Auckland Bioengineering Institute, The University of Auckland, Auckland, New Zealand.
Alimetry Ltd., Auckland, New Zealand.
Am J Physiol Gastrointest Liver Physiol. 2022 Oct 1;323(4):G295-G305. doi: 10.1152/ajpgi.00049.2022. Epub 2022 Aug 2.
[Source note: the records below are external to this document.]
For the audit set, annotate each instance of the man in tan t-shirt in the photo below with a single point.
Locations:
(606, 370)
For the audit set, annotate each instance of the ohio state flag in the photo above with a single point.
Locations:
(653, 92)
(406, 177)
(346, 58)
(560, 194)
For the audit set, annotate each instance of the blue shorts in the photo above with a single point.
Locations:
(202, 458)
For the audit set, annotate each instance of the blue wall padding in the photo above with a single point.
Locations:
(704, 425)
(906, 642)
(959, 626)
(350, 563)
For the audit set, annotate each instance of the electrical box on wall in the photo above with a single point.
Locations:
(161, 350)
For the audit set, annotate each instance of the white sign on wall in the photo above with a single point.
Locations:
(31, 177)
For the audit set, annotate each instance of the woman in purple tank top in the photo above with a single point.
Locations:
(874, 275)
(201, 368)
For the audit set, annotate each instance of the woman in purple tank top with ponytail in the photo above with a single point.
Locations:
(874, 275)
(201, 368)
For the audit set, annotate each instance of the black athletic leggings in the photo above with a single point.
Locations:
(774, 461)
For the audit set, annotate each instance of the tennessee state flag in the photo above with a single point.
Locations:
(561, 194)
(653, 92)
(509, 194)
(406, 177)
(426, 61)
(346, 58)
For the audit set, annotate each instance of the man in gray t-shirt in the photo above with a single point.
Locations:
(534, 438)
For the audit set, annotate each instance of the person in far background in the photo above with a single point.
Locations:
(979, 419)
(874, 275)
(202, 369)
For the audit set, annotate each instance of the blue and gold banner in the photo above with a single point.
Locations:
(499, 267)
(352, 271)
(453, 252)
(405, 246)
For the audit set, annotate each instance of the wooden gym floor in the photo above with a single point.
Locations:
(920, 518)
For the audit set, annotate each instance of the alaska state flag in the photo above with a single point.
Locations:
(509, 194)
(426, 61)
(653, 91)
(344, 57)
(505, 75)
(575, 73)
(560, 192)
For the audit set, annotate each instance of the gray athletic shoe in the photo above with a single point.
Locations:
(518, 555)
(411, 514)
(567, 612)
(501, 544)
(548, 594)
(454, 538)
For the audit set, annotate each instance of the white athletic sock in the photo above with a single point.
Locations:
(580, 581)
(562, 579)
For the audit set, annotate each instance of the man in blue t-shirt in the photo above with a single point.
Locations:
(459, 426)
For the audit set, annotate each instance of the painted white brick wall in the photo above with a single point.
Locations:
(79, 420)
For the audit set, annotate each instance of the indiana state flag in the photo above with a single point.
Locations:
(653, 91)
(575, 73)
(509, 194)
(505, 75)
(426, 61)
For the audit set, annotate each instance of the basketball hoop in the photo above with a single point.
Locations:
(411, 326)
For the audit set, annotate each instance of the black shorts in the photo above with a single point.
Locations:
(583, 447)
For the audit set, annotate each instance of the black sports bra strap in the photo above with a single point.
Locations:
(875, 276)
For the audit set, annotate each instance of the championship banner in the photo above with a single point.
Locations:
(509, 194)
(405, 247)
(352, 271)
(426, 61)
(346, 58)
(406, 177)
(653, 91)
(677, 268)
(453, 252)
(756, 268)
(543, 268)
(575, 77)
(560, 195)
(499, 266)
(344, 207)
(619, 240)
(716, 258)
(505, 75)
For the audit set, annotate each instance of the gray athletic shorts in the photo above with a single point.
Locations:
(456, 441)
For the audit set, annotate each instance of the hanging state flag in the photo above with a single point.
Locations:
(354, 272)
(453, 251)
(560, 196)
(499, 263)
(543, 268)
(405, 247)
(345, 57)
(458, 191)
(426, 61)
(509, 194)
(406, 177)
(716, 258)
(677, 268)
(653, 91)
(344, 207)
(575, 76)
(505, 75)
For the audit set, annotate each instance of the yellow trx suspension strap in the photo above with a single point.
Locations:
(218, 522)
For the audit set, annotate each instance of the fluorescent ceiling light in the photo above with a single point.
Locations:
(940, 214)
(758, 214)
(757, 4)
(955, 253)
Gastric disorders are increasingly prevalent, but reliable noninvasive tools to objectively assess gastric function are lacking. Body-surface gastric mapping (BSGM) is a noninvasive method for the detection of gastric electrophysiological features, which are correlated with symptoms in patients with gastroparesis and functional dyspepsia. Previous studies have validated the relationship between serosal and cutaneous recordings from limited number of channels. This study aimed to comprehensively evaluate the basis of BSGM from 64 cutaneous channels and reliably identify spatial biomarkers associated with slow-wave dysrhythmias. High-resolution electrode arrays were placed to simultaneously capture slow waves from the gastric serosa (32 × 6 electrodes at 4 mm spacing) and epigastrium (8 × 8 electrodes at 20 mm spacing) in 14 porcine subjects. BSGM signals were processed based on a combination of wavelet and phase information analyses. A total of 1,185 individual cycles of slow waves were assessed, out of which 897 (76%) were classified as normal antegrade waves, occurring in 10 (71%) subjects studied. BSGM accurately detected the underlying slow wave in terms of frequency ( = 0.99, = 0.43) as well as the direction of propagation ( = 0.41, -measure: 0.92). In addition, the cycle-by-cycle match between BSGM and transitions of gastric slow wave dysrhythmias was demonstrated. These results validate BSGM as a suitable method for noninvasively and accurately detecting gastric slow-wave spatiotemporal profiles from the body surface. Gastric dysfunctions are associated with abnormalities in the gastric bioelectrical slow waves. Noninvasive detection of gastric slow waves from the body surface can be achieved through multichannel, high-resolution, body-surface gastric mapping (BSGM). BSGM matched the spatiotemporal characteristics of gastric slow waves recorded directly and simultaneously from the serosal surface of the stomach. Abnormal gastric slow waves, such as retrograde propagation, ectopic pacemaker, and colliding wavefronts can be detected by changes in the phase of BSGM.
胃动力障碍越来越普遍,但缺乏可靠的非侵入性工具来客观评估胃功能。体表胃映射(BSGM)是一种用于检测胃电生理特征的非侵入性方法,这些特征与胃轻瘫和功能性消化不良患者的症状相关。先前的研究已经验证了有限数量通道的浆膜和皮肤记录之间的关系。本研究旨在全面评估来自 64 个皮肤通道的 BSGM 的基础,并可靠地识别与慢波节律紊乱相关的空间生物标志物。高分辨率电极阵列被放置以同时从胃浆膜(32×6 个电极,间隔 4 毫米)和上腹部(8×8 个电极,间隔 20 毫米)捕获慢波。BSGM 信号基于小波和相位信息分析的组合进行处理。总共评估了 1185 个单个慢波周期,其中 897 个(76%)被归类为正常前向波,发生在 10 个(71%)研究对象中。BSGM 在频率( = 0.99, = 0.43)和传播方向( = 0.41,-测量:0.92)方面准确地检测到潜在的慢波。此外,还证明了 BSGM 与胃慢波节律紊乱的逐周期匹配。这些结果验证了 BSGM 作为一种从体表无创且准确地检测胃慢波时空特征的合适方法。胃动力障碍与胃生物电慢波的异常有关。通过多通道、高分辨率、体表胃映射(BSGM)可以从体表无创检测胃慢波。BSGM 与直接和同时从胃浆膜表面记录的胃慢波的时空特征相匹配。通过 BSGM 的相位变化,可以检测到异常的胃慢波,如逆行传播、异位起搏和碰撞波前。